What are the responsibilities and job description for the Cloudera Big Data Administrator position at nTech Solutions?
Job Details
Terms of Employment
- Contract, 12 Months
- This position is predominantly remote. Candidates should be comfortable traveling to Northern Virginia roughly once per month. Travel can be expensed.
- Candidates must be based in Maryland, Washington, DC, Virginia, West Virginia, Pennsylvania, Delaware, New Jersey, New York, North Carolina, Florida, or Texas.
Overview & Responsibilities
This role requires expertise in building and managing Cloudera clusters, with a focus on administration rather than development. The ideal candidate will have experience with Cloudera CDP Public Cloud v7.2.17 or higher and a strong understanding of big data services and ecosystem tools.
Key responsibilities include:
Cluster Setup and Management
- Build and configure Cloudera clusters, including services like NiFi, SOLR, HBase, Kafka, Knox, and others in the cloud.
- Set up High Availability for critical services such as Hue, Hive, HBase REST, SOLR, and Impala on the BDPaaS Platform.
- Monitor and optimize cluster performance using Cloudera Manager.

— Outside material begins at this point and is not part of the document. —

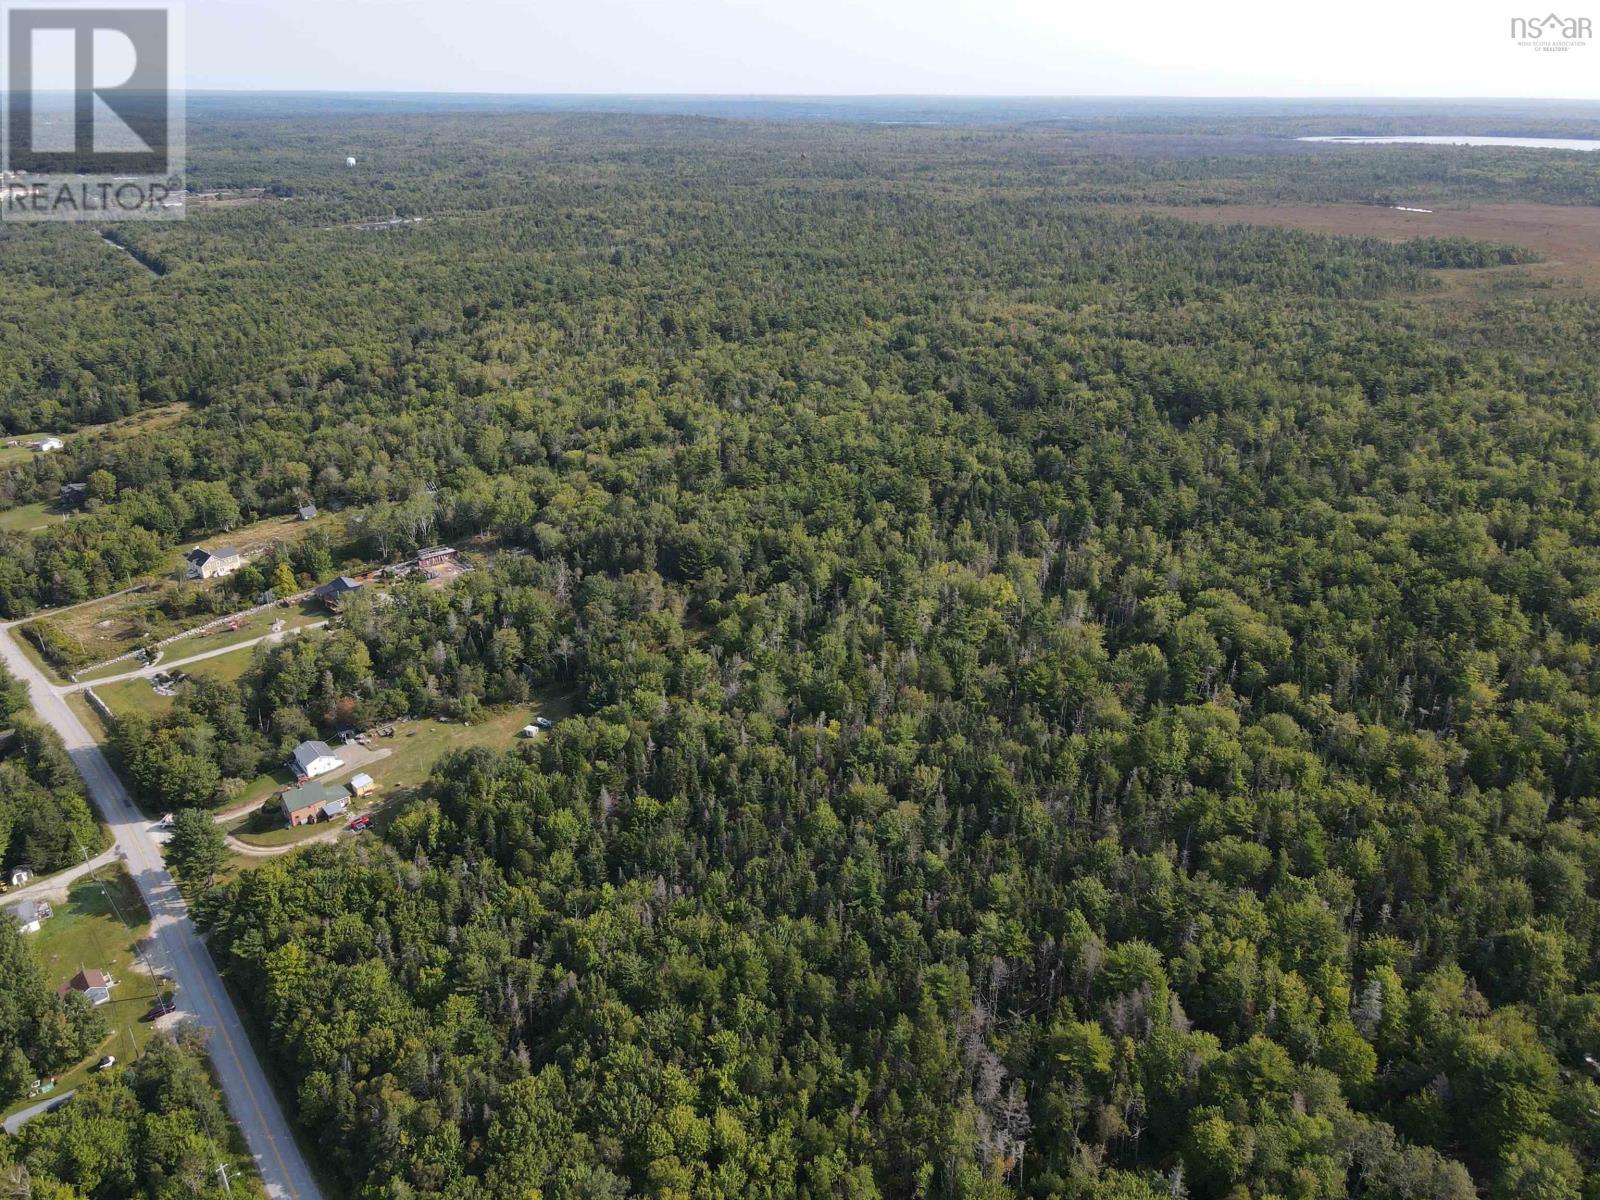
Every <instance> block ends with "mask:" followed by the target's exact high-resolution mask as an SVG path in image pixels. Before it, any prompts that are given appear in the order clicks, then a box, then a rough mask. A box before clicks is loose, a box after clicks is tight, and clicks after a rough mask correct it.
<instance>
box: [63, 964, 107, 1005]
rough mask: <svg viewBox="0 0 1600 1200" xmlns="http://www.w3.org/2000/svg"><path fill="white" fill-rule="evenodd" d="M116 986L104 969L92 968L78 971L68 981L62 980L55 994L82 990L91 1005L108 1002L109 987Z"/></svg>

- Perform incremental updates, upgrades, and expansions to the Cloudera environment, ensuring it meets optimal specifications.
Automation and Monitoring
- Develop and implement shell scripts for health checks and automated responses to service warnings or failures.
- Design and implement big data pipelines and automated data flows using Python/R and NiFi.

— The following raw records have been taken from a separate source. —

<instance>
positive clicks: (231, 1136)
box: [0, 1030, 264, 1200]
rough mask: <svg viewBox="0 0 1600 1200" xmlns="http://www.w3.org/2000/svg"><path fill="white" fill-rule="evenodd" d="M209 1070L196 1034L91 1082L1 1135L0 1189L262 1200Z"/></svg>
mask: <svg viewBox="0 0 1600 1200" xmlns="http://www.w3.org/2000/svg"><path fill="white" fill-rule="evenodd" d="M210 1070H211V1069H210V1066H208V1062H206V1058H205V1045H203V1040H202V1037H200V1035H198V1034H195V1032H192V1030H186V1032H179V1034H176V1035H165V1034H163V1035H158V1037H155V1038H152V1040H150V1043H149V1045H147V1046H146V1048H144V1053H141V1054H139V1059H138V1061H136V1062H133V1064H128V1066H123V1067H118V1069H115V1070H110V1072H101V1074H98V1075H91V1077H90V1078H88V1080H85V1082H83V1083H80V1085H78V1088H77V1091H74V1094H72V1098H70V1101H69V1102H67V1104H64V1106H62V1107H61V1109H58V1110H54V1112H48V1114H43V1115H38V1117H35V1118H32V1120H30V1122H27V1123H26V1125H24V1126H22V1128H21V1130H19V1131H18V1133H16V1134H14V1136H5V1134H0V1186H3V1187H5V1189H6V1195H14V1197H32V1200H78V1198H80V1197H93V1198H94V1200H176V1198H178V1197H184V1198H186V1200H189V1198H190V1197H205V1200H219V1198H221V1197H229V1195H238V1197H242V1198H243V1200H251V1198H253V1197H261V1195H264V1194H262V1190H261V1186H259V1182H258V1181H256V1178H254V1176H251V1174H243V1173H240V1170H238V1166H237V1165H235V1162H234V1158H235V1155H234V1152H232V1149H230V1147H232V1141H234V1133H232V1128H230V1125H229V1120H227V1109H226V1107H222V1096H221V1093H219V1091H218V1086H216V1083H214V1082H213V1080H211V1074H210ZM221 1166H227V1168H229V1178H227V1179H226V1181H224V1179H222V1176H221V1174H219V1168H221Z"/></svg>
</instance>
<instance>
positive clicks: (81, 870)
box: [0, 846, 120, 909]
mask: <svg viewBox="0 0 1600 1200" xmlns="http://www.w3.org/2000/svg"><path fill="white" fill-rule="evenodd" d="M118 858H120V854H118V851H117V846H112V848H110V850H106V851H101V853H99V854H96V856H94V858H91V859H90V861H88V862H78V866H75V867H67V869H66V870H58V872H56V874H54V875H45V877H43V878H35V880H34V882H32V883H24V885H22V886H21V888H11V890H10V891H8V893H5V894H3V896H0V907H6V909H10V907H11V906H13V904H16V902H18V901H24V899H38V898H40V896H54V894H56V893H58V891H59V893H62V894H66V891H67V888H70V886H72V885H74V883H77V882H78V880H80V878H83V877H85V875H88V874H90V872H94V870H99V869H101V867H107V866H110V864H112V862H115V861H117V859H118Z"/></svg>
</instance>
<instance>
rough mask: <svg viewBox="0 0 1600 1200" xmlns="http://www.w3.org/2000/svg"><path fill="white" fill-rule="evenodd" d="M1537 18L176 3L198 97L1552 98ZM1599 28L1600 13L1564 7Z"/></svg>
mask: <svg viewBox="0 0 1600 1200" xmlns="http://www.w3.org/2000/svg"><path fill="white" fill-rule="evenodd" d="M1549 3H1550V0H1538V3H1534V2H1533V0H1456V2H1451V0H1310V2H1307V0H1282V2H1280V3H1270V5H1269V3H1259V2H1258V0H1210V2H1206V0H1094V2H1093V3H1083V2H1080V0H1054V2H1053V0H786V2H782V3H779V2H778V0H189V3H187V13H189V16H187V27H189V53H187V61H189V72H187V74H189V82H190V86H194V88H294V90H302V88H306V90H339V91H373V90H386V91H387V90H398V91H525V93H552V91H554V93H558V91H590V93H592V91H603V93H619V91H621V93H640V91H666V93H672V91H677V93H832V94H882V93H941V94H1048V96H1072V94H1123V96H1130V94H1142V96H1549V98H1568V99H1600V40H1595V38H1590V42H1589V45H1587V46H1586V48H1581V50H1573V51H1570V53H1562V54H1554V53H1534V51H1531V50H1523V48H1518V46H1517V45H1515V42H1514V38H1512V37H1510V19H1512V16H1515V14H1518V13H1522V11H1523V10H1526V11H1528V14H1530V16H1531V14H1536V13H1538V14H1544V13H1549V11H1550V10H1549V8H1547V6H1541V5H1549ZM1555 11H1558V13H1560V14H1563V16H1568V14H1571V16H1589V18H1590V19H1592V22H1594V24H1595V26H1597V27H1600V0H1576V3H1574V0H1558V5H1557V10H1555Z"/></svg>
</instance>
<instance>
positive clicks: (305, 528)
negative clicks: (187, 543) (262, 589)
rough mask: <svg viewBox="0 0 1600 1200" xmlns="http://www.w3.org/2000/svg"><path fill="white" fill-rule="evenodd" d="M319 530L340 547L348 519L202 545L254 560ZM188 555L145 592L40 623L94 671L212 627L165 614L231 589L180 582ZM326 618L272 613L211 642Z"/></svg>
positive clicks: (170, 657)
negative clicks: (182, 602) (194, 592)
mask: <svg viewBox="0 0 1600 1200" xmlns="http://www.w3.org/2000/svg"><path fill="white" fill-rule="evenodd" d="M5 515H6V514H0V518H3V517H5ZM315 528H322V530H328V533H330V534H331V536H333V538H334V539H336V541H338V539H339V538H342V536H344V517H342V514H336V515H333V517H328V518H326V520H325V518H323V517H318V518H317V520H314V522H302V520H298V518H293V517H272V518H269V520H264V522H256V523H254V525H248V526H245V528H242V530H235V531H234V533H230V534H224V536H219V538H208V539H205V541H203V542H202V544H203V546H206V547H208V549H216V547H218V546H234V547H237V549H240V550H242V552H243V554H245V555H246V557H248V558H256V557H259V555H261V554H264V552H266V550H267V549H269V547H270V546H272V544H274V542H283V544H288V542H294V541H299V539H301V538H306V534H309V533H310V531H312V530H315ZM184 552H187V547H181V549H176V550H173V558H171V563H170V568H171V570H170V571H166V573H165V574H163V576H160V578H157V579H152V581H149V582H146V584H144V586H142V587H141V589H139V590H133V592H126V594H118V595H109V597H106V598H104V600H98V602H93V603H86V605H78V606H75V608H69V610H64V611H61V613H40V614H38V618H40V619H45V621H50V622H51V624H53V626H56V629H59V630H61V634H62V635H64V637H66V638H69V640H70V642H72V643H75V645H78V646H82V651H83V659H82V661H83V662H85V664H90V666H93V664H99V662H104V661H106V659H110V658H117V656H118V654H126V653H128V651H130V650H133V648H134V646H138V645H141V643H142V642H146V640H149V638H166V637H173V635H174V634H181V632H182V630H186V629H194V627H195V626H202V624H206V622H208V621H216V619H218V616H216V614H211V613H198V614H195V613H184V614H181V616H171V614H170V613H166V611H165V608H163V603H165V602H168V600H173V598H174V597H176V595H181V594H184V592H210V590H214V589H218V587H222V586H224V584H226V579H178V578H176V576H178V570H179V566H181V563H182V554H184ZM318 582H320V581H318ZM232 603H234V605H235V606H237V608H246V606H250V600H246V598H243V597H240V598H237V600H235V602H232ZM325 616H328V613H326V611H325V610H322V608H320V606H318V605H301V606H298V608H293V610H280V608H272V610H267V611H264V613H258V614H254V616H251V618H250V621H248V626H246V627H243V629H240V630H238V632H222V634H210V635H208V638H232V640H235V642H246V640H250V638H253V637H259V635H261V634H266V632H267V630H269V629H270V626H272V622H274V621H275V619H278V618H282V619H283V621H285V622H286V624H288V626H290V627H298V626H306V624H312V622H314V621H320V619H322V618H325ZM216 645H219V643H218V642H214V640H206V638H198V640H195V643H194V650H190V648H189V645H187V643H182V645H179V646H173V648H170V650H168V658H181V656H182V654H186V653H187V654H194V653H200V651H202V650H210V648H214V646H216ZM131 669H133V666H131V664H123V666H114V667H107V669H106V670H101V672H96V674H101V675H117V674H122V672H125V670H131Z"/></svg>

- Automate the project lifecycle, including data ingestion and processing workflows.
Collaboration and Troubleshooting
- Work with teams such as Application Development, Security, and Platform Support to implement configuration changes for improved cluster performance.
- Troubleshoot and resolve issues with Kerberos, TLS/SSL, and other workload-related challenges.

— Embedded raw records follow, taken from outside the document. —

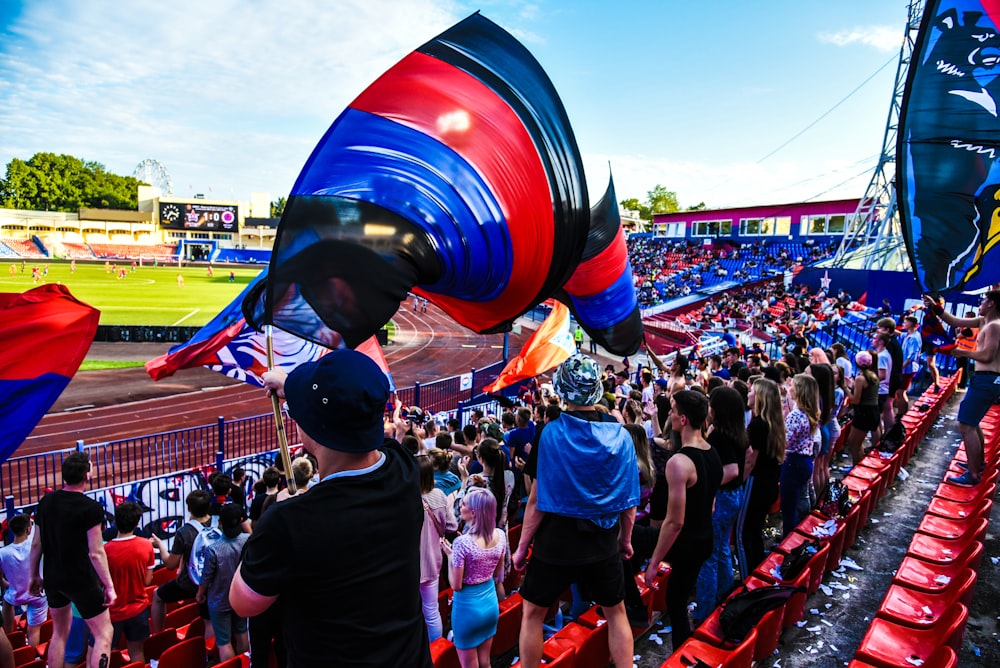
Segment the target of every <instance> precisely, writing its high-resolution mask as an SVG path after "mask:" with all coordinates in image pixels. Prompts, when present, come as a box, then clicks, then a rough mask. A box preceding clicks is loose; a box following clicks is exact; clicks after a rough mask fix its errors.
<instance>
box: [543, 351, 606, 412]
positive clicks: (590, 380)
mask: <svg viewBox="0 0 1000 668" xmlns="http://www.w3.org/2000/svg"><path fill="white" fill-rule="evenodd" d="M552 385H553V386H554V387H555V391H556V394H558V395H559V396H560V397H562V398H563V400H565V401H568V402H570V403H573V404H576V405H578V406H592V405H594V404H596V403H597V402H598V400H600V398H601V395H602V394H604V386H603V385H602V384H601V368H600V367H599V366H598V364H597V362H595V361H594V360H592V359H590V358H589V357H587V356H586V355H573V356H572V357H570V358H569V359H568V360H566V361H565V362H563V363H562V364H560V365H559V368H558V369H556V372H555V373H554V374H552Z"/></svg>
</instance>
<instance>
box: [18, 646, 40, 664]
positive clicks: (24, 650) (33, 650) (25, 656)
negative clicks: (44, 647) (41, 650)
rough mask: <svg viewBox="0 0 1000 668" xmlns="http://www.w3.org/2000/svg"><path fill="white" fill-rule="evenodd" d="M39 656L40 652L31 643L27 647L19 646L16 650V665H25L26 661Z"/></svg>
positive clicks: (27, 661) (33, 658) (28, 662)
mask: <svg viewBox="0 0 1000 668" xmlns="http://www.w3.org/2000/svg"><path fill="white" fill-rule="evenodd" d="M37 658H38V653H37V652H36V651H35V648H34V647H32V646H31V645H28V646H26V647H18V648H17V649H15V650H14V665H15V666H23V665H24V664H26V663H30V662H31V661H34V660H35V659H37Z"/></svg>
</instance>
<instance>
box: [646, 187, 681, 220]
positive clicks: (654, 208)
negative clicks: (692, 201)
mask: <svg viewBox="0 0 1000 668" xmlns="http://www.w3.org/2000/svg"><path fill="white" fill-rule="evenodd" d="M646 204H647V205H648V206H649V208H650V210H651V211H652V212H653V213H673V212H674V211H680V209H681V207H680V204H678V203H677V193H676V192H674V191H673V190H667V188H666V186H662V185H660V184H656V185H655V186H654V187H653V189H652V190H650V191H649V192H648V193H646Z"/></svg>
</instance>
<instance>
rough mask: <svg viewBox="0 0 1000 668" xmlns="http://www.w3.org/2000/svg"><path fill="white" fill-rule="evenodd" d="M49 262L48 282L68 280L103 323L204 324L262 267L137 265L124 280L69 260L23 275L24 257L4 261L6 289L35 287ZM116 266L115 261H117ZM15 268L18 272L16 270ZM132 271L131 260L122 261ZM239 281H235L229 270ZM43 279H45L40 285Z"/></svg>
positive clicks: (42, 261) (251, 277)
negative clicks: (208, 276) (230, 279)
mask: <svg viewBox="0 0 1000 668" xmlns="http://www.w3.org/2000/svg"><path fill="white" fill-rule="evenodd" d="M46 264H48V266H49V272H48V276H46V277H44V279H43V280H44V282H46V283H62V284H63V285H65V286H66V287H68V288H69V290H70V292H72V293H73V296H74V297H76V298H77V299H79V300H80V301H82V302H86V303H87V304H90V305H91V306H93V307H94V308H96V309H98V310H100V312H101V324H102V325H184V326H201V325H204V324H205V323H207V322H208V321H209V320H211V319H212V318H214V317H215V316H216V315H217V314H218V313H219V312H220V311H221V310H222V309H223V308H225V307H226V305H227V304H229V302H231V301H232V300H233V299H234V298H235V297H236V295H238V294H239V293H240V291H241V290H243V288H244V287H246V285H247V284H248V283H249V282H250V281H251V280H252V279H253V277H254V276H256V275H257V274H258V273H259V272H260V271H261V270H263V269H264V267H263V266H261V267H230V266H227V265H224V264H223V265H215V266H214V267H213V271H214V274H215V275H214V277H212V278H209V277H208V269H207V267H206V266H205V265H199V266H184V267H183V268H181V269H178V268H177V265H176V264H174V265H170V266H162V265H161V266H159V267H153V266H151V265H146V266H143V267H137V268H136V270H135V273H128V274H127V275H126V277H125V278H124V279H118V278H115V277H114V276H113V275H112V274H111V273H107V272H105V270H104V264H103V263H94V264H91V263H84V262H80V261H78V262H77V263H76V272H70V264H69V262H60V261H52V262H44V261H36V262H34V263H33V262H31V261H27V266H26V268H25V271H24V273H23V274H22V273H21V262H20V260H18V261H16V262H13V261H10V260H4V261H0V292H24V291H25V290H30V289H31V288H33V287H35V285H36V284H35V283H33V282H32V280H31V267H32V266H33V265H35V266H38V268H39V269H40V270H41V268H42V267H44V266H45V265H46ZM112 264H113V263H112ZM10 266H14V267H15V270H16V271H15V273H14V274H13V275H11V274H10ZM122 267H124V268H125V269H129V268H130V267H131V262H128V263H123V264H121V265H119V268H122ZM230 269H232V270H233V271H235V272H236V280H235V281H234V282H233V283H230V282H229V271H230ZM178 274H180V275H182V276H183V277H184V287H180V286H178V285H177V275H178ZM40 284H41V283H39V285H40Z"/></svg>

- Provide expertise for use cases like analytics/ML, data science, cluster migration, and disaster recovery.
Security and Governance
- Implement and manage comprehensive security policies across the Hadoop cluster using Ranger.
- Support governance, data quality, and documentation efforts.
Database and Workflow Management
- Access databases and metastore tables, writing queries in Hive and Impala using Hue.
- Manage job workflows, monitor resource allocation with YARN, and handle data movement.
- Support the Big Data/Hadoop databases throughout their lifecycle, including query optimization, performance tuning, and resolving integrity issues.
Required Skills & Experience
Cloudera CDP Public Cloud
- Administration and optimization of services such as Hive, Spark, NiFi, and CDSW.
AWS Services
- Proficient in managing AWS services (EC2, S3, EBS, EFS).
Apache Kafka
- Strong skills in administration, troubleshooting, broker management, and integration with IBM MQ.
- Proficient in Kafka Streams API, stream processing with KStreams & KTables, and topic/offset management.
- Experience with Kafka ecosystem (Kafka Brokers, Connect, Zookeeper) in production environments.
Apache NiFi
- Administration of flow management, registry server, controller service, and integrations with Kafka, HBase, and SOLR.
HBase
- Administration, database management, and troubleshooting.
SOLR
- Manage logging levels, shards, collections, and troubleshoot resource-intensive queries.